Sports, Politics, Race and Patriotism

As someone who has represented the United States on the Global Stage Jones says he is the ultimate patriot and loves his country and its veterans. His views on the controversy surrounding some NFL Players gives a rare glimpse of a thoughtful and measured response to something that’s led many to emotional rants that leaves our nation further divided. “I actually had a friend who did a project on this and it is my understanding that Colin Kaepernick sat down for the Anthem in the beginning and then Nate Boyer, a former player for the Seattle Seahawks and green beret wrote an open letter to him and suggested he take a knee like someone in the military would take before a fallen soldier as a sign of respect.”

Continuing he says further making his point, “And as someone who has been able to represent and be at the top of my game, representing my country I would never disrespect the flag. When I got my gold medal it was the most patriotic moment of my life. I sat up there and screamed the words National Anthem because I was so proud to be an America. But I did not think the kneeling is about the players intending to disrespect the flag but using this space and their visibility giving voice to police brutality and injustice and that’s been loss in this discussion. How to address these problems and come up with solutions.”

Inspiration, Resilience and the People of New Orleans

Jones has nothing but great things to say about the City of New Orleans and its people. “The citizens of New Orleans are extremely resilient. I have been here many times as I’ve come and been here for fun, been here for competitions.
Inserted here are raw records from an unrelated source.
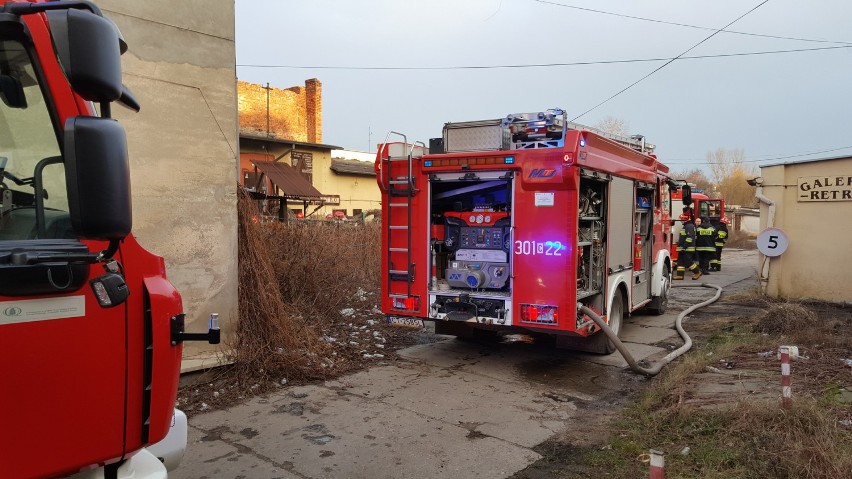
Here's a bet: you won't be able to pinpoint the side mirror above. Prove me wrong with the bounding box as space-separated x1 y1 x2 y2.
65 116 133 240
680 185 692 206
46 9 124 102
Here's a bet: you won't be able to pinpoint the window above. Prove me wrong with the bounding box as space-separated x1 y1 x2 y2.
290 151 314 184
0 40 66 240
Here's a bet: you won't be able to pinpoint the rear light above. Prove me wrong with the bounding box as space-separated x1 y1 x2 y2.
391 296 420 311
520 304 559 325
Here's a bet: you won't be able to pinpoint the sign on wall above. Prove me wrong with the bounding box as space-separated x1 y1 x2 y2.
799 175 852 201
757 228 790 258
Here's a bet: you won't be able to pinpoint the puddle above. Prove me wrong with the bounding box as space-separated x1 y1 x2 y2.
516 358 624 396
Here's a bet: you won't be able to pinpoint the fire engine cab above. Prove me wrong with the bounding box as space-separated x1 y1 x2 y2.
0 0 219 479
375 109 673 353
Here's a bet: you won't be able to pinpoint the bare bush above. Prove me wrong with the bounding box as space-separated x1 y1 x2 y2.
228 190 332 387
227 191 381 393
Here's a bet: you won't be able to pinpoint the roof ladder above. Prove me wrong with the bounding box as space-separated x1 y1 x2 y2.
379 131 426 295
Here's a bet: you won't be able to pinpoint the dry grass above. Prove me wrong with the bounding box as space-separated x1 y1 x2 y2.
580 294 852 479
223 191 380 394
754 303 817 335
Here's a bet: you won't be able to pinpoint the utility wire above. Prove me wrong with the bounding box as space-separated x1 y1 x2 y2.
662 145 852 165
571 0 769 121
237 44 852 71
533 0 852 45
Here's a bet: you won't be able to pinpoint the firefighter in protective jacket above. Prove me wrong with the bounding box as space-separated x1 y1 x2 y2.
692 216 716 279
710 216 728 271
674 212 698 279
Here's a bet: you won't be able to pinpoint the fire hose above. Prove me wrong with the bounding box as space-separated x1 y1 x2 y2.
577 283 722 376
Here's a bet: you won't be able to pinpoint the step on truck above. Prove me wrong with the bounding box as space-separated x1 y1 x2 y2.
375 109 674 353
0 0 219 479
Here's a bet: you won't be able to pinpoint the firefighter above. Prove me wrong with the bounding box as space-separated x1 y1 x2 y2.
710 216 728 271
692 216 716 279
674 214 698 279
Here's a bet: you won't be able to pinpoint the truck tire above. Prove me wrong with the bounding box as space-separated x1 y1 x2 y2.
648 265 672 316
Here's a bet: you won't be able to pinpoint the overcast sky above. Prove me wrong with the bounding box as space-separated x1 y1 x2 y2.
236 0 852 171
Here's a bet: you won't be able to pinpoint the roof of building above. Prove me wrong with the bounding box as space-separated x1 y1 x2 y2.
252 160 323 199
331 158 376 176
759 155 852 168
240 131 341 150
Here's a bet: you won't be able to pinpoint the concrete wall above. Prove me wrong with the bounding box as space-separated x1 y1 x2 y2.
760 158 852 301
97 0 238 366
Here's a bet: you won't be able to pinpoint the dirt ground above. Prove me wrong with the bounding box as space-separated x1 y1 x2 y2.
177 295 441 417
512 295 852 479
178 278 852 479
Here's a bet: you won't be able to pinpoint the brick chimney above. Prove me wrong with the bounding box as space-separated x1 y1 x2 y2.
305 78 322 143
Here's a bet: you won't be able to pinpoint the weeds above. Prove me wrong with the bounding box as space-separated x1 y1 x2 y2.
227 189 380 394
582 300 852 479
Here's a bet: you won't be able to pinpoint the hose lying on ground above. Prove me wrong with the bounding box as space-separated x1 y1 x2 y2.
577 283 722 376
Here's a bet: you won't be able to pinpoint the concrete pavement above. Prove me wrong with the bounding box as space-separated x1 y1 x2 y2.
170 251 757 479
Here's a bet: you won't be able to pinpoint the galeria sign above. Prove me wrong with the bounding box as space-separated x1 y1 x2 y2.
799 175 852 201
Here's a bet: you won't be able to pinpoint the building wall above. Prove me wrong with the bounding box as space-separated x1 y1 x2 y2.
315 150 382 219
314 167 382 216
97 0 238 367
237 78 322 143
760 158 852 301
240 140 337 218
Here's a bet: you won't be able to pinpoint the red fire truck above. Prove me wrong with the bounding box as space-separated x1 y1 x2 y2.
671 186 725 261
375 109 673 353
0 0 218 479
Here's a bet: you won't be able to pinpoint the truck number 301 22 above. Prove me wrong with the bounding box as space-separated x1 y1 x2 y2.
515 240 565 256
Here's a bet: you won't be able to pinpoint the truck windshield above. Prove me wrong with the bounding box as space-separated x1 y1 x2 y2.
0 40 67 241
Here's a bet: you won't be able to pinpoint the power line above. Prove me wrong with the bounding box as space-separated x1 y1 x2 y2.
533 0 852 45
662 145 852 165
237 44 852 71
571 0 769 121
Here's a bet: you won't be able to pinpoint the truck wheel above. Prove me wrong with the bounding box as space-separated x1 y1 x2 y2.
648 265 672 316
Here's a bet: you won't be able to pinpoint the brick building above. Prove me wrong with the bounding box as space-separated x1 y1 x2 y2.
237 78 379 219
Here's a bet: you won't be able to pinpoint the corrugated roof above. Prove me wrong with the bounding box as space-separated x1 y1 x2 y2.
331 158 376 176
758 155 852 168
240 131 341 150
252 161 323 199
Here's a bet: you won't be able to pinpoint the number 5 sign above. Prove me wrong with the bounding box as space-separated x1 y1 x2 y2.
757 228 789 258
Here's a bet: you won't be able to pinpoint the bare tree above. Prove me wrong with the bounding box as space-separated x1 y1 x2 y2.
593 116 630 136
707 148 757 206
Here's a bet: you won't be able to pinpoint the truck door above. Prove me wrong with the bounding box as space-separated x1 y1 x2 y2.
0 38 127 477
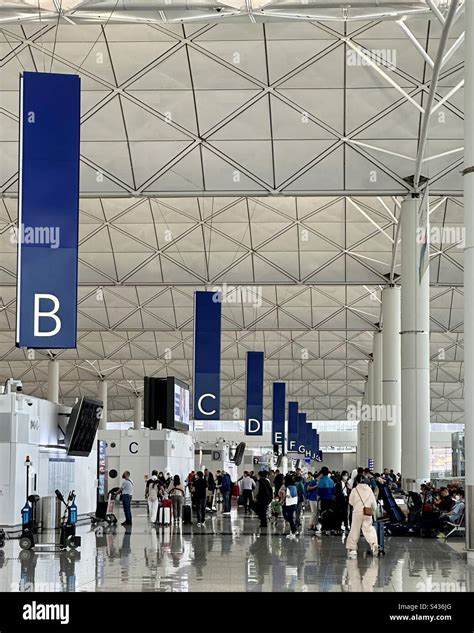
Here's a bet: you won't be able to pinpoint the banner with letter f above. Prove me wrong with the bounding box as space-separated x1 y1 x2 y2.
245 352 264 435
15 72 81 349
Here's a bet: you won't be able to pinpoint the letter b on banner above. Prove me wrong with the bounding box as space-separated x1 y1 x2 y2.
16 72 81 349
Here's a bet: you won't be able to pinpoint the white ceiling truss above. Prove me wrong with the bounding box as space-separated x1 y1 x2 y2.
0 197 463 421
0 6 463 197
0 0 464 422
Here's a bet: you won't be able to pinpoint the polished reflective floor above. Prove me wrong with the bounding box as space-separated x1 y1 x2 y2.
0 508 474 593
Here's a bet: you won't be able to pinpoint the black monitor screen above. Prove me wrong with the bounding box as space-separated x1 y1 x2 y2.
66 397 103 457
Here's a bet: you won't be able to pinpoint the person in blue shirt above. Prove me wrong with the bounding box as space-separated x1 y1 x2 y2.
304 474 319 532
318 466 335 530
221 470 232 514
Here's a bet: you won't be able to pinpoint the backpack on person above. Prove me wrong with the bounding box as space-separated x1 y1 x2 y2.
148 481 158 501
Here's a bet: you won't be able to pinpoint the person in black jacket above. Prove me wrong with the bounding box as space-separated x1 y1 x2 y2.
273 470 284 497
193 470 207 527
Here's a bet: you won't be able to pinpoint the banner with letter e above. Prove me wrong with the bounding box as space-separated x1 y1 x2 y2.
288 402 298 453
193 290 222 420
245 352 264 435
16 72 81 349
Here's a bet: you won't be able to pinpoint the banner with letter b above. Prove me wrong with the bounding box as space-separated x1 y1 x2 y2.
16 72 81 349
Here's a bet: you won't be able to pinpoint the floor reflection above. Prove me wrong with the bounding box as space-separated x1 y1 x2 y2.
0 511 474 592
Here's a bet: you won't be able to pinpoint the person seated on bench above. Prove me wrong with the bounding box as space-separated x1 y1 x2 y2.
437 490 466 537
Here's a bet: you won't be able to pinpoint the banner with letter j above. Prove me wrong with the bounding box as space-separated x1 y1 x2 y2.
193 291 222 420
16 72 81 349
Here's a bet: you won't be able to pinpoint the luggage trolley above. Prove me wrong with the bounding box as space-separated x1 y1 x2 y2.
91 488 120 526
20 490 81 551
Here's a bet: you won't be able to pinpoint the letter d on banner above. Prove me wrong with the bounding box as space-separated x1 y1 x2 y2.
272 382 285 452
16 72 81 349
245 352 264 435
193 291 222 420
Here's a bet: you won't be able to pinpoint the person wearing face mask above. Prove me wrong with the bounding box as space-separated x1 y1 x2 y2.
341 470 351 532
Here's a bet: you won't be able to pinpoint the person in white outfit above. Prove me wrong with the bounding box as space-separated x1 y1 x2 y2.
346 475 379 558
145 470 161 524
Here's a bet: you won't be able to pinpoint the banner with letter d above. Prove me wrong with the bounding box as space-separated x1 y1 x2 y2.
245 352 264 435
16 72 81 349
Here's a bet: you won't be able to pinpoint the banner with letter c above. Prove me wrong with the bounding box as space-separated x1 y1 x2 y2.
193 290 222 420
16 72 81 349
245 352 264 435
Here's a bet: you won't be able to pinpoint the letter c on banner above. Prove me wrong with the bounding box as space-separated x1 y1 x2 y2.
34 294 61 336
198 393 216 415
248 418 260 433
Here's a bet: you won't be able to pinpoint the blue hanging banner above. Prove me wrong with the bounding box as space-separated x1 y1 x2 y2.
296 413 308 455
193 291 222 420
245 352 264 435
272 382 286 452
16 72 81 349
288 402 298 453
305 420 314 459
313 429 320 461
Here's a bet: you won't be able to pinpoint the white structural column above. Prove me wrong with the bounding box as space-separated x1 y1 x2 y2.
97 380 108 431
48 360 59 404
464 2 474 563
382 286 402 473
133 396 142 431
400 196 430 490
364 360 374 467
372 331 383 472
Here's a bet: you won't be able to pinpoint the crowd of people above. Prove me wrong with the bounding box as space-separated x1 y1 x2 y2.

Every time I am here the people I meet that are from here are some of the warmest, nicest and giving people I’ve ever met. I will say they have been through so much and still find a way to get the most out of life. They are an inspiration to people all over the world and I would say to the people of New Orleans to never change that.”

Cullen Jones story is one that could have ended with a five-year-old who drowned or was afraid to ever take a plunge into the world and aspire to greatness. That is not the case of Cullen Jones. He, his story and his accomplishments and now his contribution to giving back shows his heart of gold as he inspires those to have the courage to take a swim into the ocean of limitless possibilities.